Digital PCR assays for quantifying trichothecene-producing Fusarium species, including Fusarium langsethiae, F. poae, and F. sporotrichioides, in oats.

Abstract

Fusarium fungi cause Fusarium head blight (FHB) in oats, reducing yield and contaminating grains with harmful trichothecene mycotoxins. FHB symptoms in oats are often not visually distinct, necessitating alternative detection methods. We developed digital PCR (dPCR) assays as the most accurate DNA-based method to detect trichothecene-producing Fusarium species commonly found in oats. Building on existing quantitative PCR (qPCR) assays, we developed dPCR assays targeting all trichothecene producers (the Tri5 gene), or specific to F. langsethiae (Fl), F. poae (Fp), and F. sporotrichioides (Fs). All targeted single copy genes, except F. poae which targeted rDNA which is a variable and multi-copy target (and hence not as reliable as the other assays for quantification).
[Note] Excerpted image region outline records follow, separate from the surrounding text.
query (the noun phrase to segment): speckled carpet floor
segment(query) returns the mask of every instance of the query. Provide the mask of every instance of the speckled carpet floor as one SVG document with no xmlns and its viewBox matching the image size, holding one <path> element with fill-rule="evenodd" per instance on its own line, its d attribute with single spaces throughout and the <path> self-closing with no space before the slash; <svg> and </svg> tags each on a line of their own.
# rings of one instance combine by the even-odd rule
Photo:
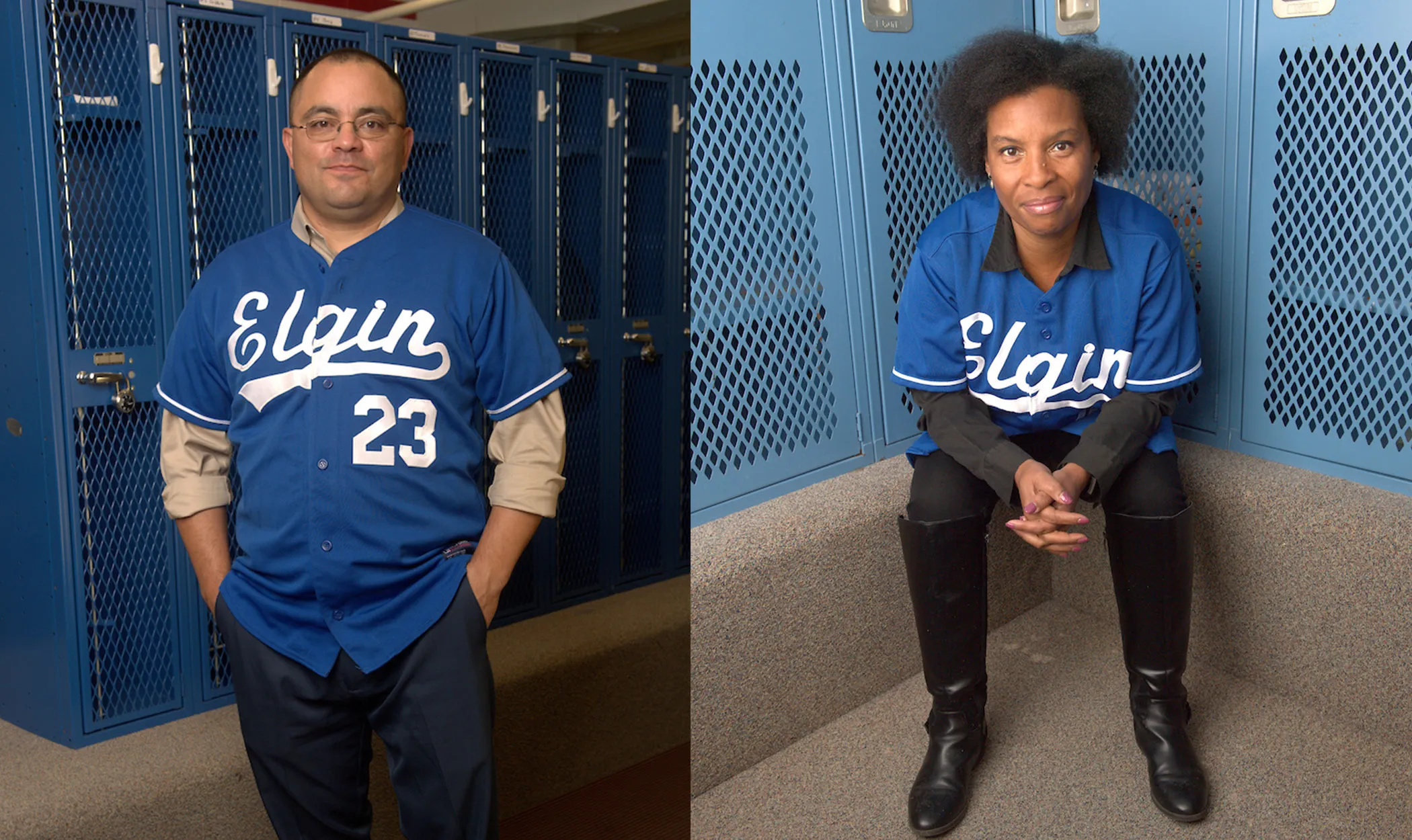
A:
<svg viewBox="0 0 1412 840">
<path fill-rule="evenodd" d="M 1186 682 L 1211 813 L 1166 819 L 1148 799 L 1118 644 L 1115 625 L 1055 601 L 991 632 L 990 741 L 947 840 L 1412 837 L 1412 751 L 1200 664 Z M 926 709 L 916 675 L 698 796 L 692 837 L 912 837 Z"/>
</svg>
Optimized dPCR assays showed excellent linearity (R² = 0.99) and greater resilience than qPCR to varying oat DNA concentrations. Overall, when comparing assay sensitivity using both fungal and field oat DNA extracts, dPCR assays were superior to qPCR for Tri5, Fl, and Fs, but the converse was true for Fp. Performance comparisons using field samples showed moderate to perfect agreement between qPCR and dPCR for Tri5 and Fl (κ = 0.5 and 0.86) and poor agreement for Fp (κ = 0.00). Strong correlations were observed between the methods for Tri5, Fl, and Fp (r = 0.88-0.97), but unlike dPCR, qPCR did not detect Fs in any of the field samples. We conclude that the dPCR assays for Tri5, Fl, and Fs offer a reliable method for quantification while that for Fp is reliable for fungal detection but less reliable for quantification of the pathogen in field samples.